Rachida Dati accuse la mairie de Paris d’une omerta sur des violences sexuelles périscolaires

La candidate Les Républicains (LR) à la mairie de Paris, Rachida Dati, s’est exprimée ce mardi 10 mars sur ICI Paris Ile-de-France, dénonçant une « omerta totale » de la mairie concernant des accusations de violences sexuelles dans le cadre périscolaire. Ses déclarations font suite à la révélation de trois plaintes pour viol sur mineur visant un animateur.

EN BREF

  • Rachida Dati dénonce une omerta de la mairie de Paris sur des violences sexuelles.
  • Elle évoque des plaintes pour viol sur mineur contre un animateur.
  • Les maires d’arrondissement n’ont pas de pouvoir sur le recrutement des animateurs.

Rachida Dati souligne que la situation est « d’une ampleur inédite », mettant en lumière la nécessité d’une réponse rapide et transparente de la part des autorités municipales.
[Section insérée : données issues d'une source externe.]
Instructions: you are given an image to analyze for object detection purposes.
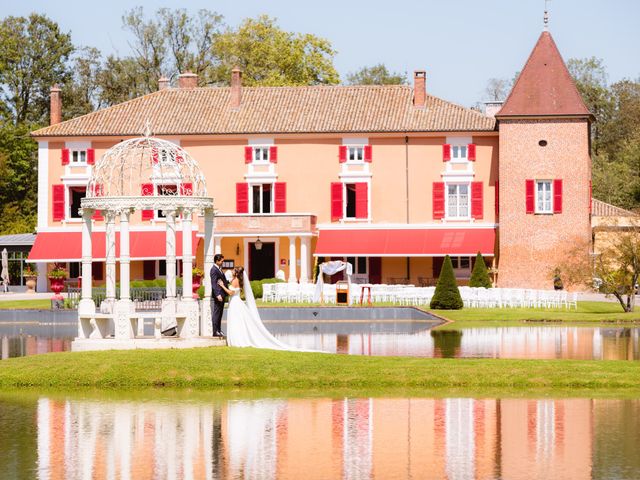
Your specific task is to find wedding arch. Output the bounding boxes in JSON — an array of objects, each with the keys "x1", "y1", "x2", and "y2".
[{"x1": 73, "y1": 133, "x2": 214, "y2": 349}]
Elle a exprimé son inquiétude face à l’absence d’informations sur le nombre d’enfants victimes d’agressions sexuelles et le nombre d’animateurs impliqués.

Dans son intervention, Dati a également pointé du doigt Emmanuel Grégoire, son adversaire socialiste et ancien responsable des ressources humaines, l’accusant de ne pas avoir pris les mesures nécessaires pour protéger les enfants. « Les parents doivent savoir si leurs enfants sont en sécurité dans les structures périscolaires », a-t-elle insisté.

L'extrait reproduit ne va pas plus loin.